Mr. Chike Okafor who was a graduate of Business Administration from the University of Port- Harcourt, was a successful civil servant. He was engaged with the Cross-River State Ministry of Finance.
Whilst, Adanma was a dropout from one of the Polytechnics in Nigeria. But she lied to Chike that she had a Higher National Diploma (HND) in Marketing. On that very day, she passed her night at Chike’s place and left for her place the following day. Three days on, which was barely eleven days to the proposed wedding ceremony, something very terrible transpired. On that day, Chike got an indelible and unimaginable experience in his lifetime.

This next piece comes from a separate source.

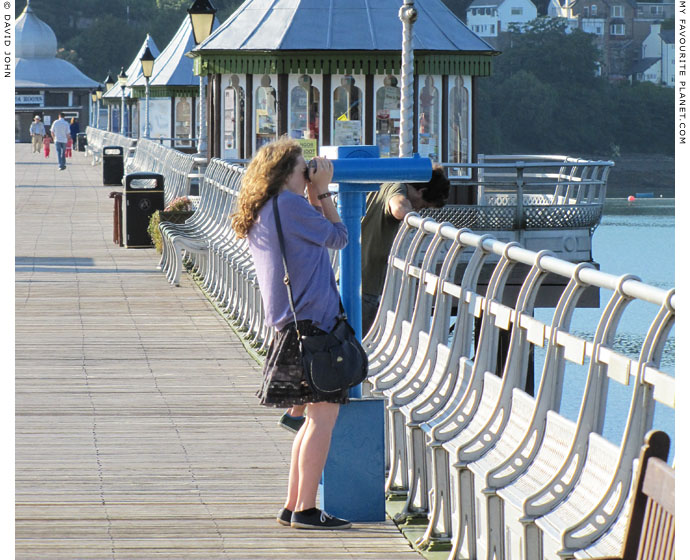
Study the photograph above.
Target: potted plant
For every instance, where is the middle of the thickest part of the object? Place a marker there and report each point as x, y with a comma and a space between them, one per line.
178, 211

After office time, he was slowly driving along one of the busy streets in Calabar metropolis to purchase some fruits, as usual, for himself as well as his fiancée at about some minutes past five in the evening.
Surprisingly, he noticed someone who appeared like Adanma, and the lady in question was walking into a certain brothel situated along the street. He quickly stopped his car and hurriedly walked out. On reaching the main entrance to the brothel, he saw a life image that gave him the greatest shock of his life. Frankly, the lady he saw while in his car was really Adanma and no one else.
This time, she was facing him, though from afar. She was almost nude. Little did Chike know that his so-called bride to-be had been a prostitute in disguise all those while. He couldn’t believe his sight. It was like a dream. He stood still, seemed froze. On her part, virtually all her face was covered with fathomless tears while standing like an electrocuted vulture.